Following high school graduation in 1960, Jim joined the Navy to get an education in electronics. After Fire Control Technician A and C schools at Great Lakes Naval Training Center, he served for three years aboard the USS William V. Pratt (DLG-13), a guided missile destroyer. His primary work there involved operation and maintenance of the Terrier missile guidance radars. His ship was part of the 1962 Cuban Missile Crisis naval blockade.
After honorable discharge from the Navy in 1964, Jim enrolled at Thiel College, (pronounced tēēl), a small liberal arts college in Greenville, Pennsylvania. In June 1968 he was awarded a Bachelor of Arts degree in Physics.

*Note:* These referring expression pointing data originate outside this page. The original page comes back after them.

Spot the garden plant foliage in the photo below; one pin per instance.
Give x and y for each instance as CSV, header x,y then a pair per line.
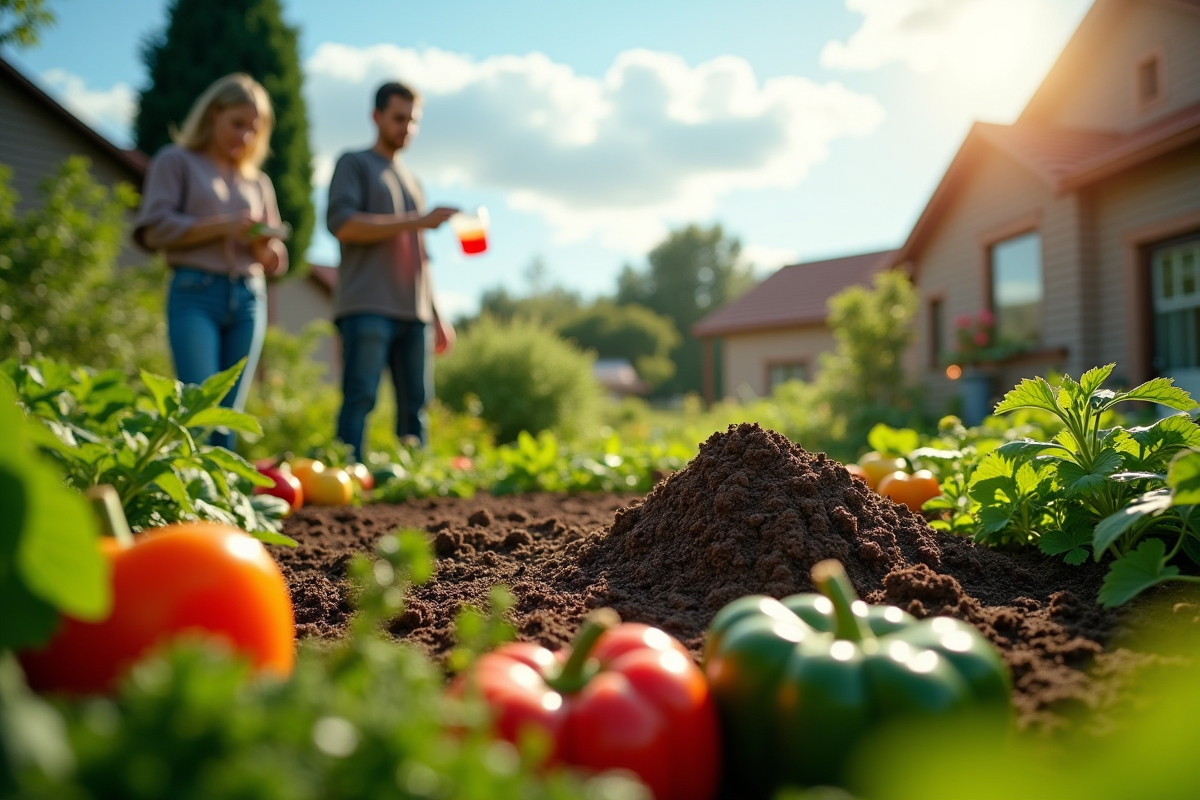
x,y
61,293
523,377
148,444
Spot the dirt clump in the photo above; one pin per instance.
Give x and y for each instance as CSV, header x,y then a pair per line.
x,y
750,515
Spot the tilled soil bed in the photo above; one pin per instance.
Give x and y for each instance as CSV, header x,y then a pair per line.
x,y
751,513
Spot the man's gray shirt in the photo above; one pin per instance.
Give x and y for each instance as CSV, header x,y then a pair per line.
x,y
390,277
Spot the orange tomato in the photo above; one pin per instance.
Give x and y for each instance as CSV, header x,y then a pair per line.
x,y
876,465
304,470
181,579
910,489
361,475
329,487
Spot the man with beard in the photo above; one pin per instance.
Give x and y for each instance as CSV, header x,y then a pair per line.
x,y
383,305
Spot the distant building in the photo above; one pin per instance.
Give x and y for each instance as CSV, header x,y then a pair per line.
x,y
39,134
778,330
1078,227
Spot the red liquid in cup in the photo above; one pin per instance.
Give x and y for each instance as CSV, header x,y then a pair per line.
x,y
473,244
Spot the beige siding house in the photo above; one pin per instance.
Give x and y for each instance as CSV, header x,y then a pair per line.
x,y
777,331
37,134
1077,227
1079,224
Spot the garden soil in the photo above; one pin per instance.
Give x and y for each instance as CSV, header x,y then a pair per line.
x,y
750,515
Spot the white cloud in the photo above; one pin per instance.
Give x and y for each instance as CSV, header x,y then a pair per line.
x,y
653,142
111,109
982,56
766,259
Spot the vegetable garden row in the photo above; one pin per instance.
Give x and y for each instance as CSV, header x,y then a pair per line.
x,y
748,665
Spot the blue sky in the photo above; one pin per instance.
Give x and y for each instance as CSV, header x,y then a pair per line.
x,y
807,128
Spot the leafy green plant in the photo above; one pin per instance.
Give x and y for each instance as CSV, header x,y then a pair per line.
x,y
48,554
1057,492
525,377
148,444
361,719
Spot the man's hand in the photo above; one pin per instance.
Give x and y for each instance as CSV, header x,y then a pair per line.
x,y
436,217
443,336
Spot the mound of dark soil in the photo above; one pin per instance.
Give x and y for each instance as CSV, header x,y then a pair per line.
x,y
750,515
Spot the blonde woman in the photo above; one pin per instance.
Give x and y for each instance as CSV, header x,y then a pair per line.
x,y
203,199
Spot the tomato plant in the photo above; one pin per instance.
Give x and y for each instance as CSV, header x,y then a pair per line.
x,y
181,579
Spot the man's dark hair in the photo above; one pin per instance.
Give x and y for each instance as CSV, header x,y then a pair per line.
x,y
397,89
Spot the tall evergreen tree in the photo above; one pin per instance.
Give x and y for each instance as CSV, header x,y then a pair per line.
x,y
209,38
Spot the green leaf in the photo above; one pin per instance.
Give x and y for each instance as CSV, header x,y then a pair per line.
x,y
1115,525
1033,392
1183,476
175,489
1077,480
234,463
216,386
1162,391
1071,545
271,537
1023,449
1135,572
220,415
166,392
1095,378
893,441
47,531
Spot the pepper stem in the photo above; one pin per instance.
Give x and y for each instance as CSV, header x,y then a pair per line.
x,y
106,503
831,579
580,668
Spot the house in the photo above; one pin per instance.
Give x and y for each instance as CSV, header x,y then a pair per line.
x,y
1078,226
777,331
40,134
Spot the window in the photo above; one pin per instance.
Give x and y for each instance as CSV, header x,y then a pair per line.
x,y
1017,289
1175,277
936,332
1150,80
780,373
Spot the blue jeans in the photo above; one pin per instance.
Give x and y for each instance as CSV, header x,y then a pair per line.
x,y
213,323
369,343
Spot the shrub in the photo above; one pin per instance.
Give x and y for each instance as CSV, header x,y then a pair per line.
x,y
525,378
293,401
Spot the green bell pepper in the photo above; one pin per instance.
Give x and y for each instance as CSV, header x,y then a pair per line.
x,y
799,681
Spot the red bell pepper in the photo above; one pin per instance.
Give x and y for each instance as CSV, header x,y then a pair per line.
x,y
625,697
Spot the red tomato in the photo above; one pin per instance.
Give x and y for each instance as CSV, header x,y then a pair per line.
x,y
329,487
180,579
910,489
876,465
647,709
287,486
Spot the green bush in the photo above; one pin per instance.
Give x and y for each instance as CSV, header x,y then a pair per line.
x,y
525,378
293,401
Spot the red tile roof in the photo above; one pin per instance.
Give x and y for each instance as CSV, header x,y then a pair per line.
x,y
793,296
1068,158
133,162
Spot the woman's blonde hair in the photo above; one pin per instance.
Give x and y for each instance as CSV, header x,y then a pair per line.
x,y
237,89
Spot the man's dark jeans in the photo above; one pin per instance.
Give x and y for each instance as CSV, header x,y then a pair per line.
x,y
369,343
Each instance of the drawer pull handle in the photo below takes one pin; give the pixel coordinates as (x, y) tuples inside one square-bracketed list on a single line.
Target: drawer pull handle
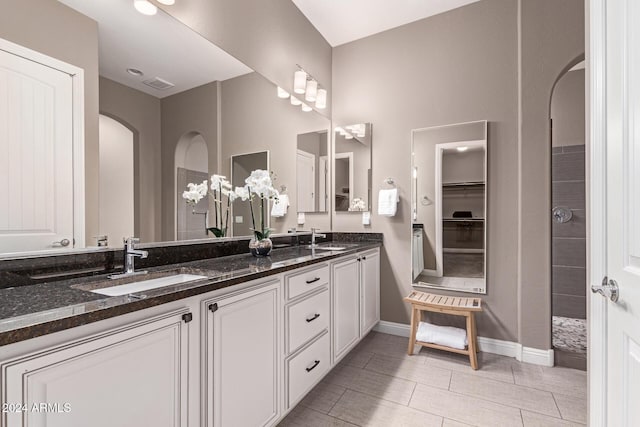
[(312, 367), (311, 319)]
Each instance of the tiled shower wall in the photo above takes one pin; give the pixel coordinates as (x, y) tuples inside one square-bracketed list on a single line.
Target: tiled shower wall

On graduation from Thiel, Jim was hired by the Naval Avionics Center in Indianapolis in the Missile Guidance Branch.
For the next 20 years, most of his work was in developing an electro-optical missile guidance system known as DSMAC (pronounced D-smack) that ultimately be-came part of the guidance system for the Navy’s Tomahawk cruise missile. In 1981, Jim and two other men at the Center were honored for their invention of that system.
Jim left the Naval Avionics Center in 1988 to take up a second career at Wolf Technical Services, Inc., a forensics and design engineering firm in Indianapolis, Indiana. During the next 36 years, he analyzed personal injury and property damage accidents that involved optics, lighting, and visibility. When asked what he did at Wolf, Jim often told people, “I play in traffic in the dark.”
In 2007, Jim formed Clearly Visible Presentations, LLC to provide instruction in optics, lighting, and visibility to others in the forensic engineering field. His teaching activities now take him all over the country.
Jim often returns to Wellsville and while here always visits the library and, of course, the Texas Hot.